CAMBRIDGE, MA – While gift cards are a booming market for many multichannel merchants – sales reportedly reached $27.8 billion in 2006 – there are growing legal issues on the state and federal front, Marty Eisenstein, partner at Brann & Isaacson, told attendees at the New England Mail Order Association’s spring conference here.
The recent case between the Federal Trade Commission and Kmart, in which Kmart agreed to settle charges that it engaged in deceptive practices in advertising and selling its Kmart gift card, is just the tip of the iceberg, Mr. Eisenstein said. The states and federal government are aggressively pursuing a large number of companies under the premise that consumers need protection.

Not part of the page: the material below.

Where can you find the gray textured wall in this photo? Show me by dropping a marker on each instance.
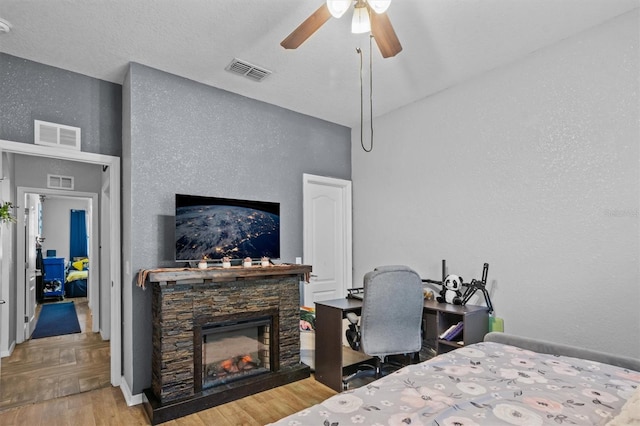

The statutes vary greatly by state, but one of the issues facing retailers is proper disclosure of terms regarding the sale, redemption and dormancy of a card. Some states require that this information be in 16-point type on the same page on which card is being promoted. Thirteen states prohibit expiration dates on gift cards altogether.
Mr. Eisenstein suggested making a wholesale review of the terms and conditions that are applied to a gift card, making sure they are conspicuously displayed and clearly disclose the policies being employed.
Unlike certain tax laws, state statutes related to gift cards are enforceable against a catalog or online seller that does not have a retail presence in that state.
Penalties against a retailer for disregarding applicable laws are up to 50 percent of the amount of the gift card, have double-digit interest rates and a long statute of limitations.
Some companies are attempting to avoid these legal concerns by issuing their gift cards through a third-party firm like CardFact, which assumes the legal liabilities for a fee.
These issues do not apply to gift cards given away as part of a promotion or customer loyalty program.